3) Deal structure and integration complexities increase

Earnouts, holdbacks and milestone payments are becoming common when AI ambitions are part-promise, part-execution. Buyers may prefer contingent payouts tied to product-level performance or customer outcomes (e.g., measured model accuracy, new ARR from AI features). Integration risk is also higher: merging models, data schemas and privacy regimes requires cross-functional execution and often regulatory review. For Canadian targets, cross-border data residency, privacy (PIPEDA & provincial regimes) and talent mobility must be addressed in integration planning.
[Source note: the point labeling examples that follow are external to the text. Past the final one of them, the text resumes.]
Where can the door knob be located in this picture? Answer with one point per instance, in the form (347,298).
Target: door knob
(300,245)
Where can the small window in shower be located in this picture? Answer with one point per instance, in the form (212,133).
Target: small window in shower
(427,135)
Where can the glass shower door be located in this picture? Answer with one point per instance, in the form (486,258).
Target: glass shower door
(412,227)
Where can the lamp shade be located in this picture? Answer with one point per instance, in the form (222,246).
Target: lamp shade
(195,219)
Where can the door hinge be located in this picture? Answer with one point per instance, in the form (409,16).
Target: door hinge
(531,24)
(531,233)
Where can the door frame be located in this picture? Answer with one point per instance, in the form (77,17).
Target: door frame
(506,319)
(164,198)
Canada & cross-border considerations

Canada remains an important AI talent hub (research labs, startups, and service firms) and will continue to feed North American M&A activity. Canadian companies frequently attract U.S. strategic buyers and PE when they demonstrate model IP and enterprise traction; conversely, Canadian buyers are also consolidating local AI capabilities. Sellers in Canada should be especially mindful of data residency, bilingual product requirements, and immigration/retention strategies for ML talent, these are practical items that materially affect deal value and post-close execution.

Conclusion

Generative AI has rewritten the playbook for strategic acquirers and re-weighted what buyers prize in software targets. For middle-market players in North America and Canada, the opportunity is clear: companies that translate AI into durable customer outcomes, and that can demonstrate controlled, cost-effective operations around models and data, will see the most attractive exits. But those rewards come with heavier diligence, structural complexity and execution risk; being prepared on those fronts is now paramount for a successful deal.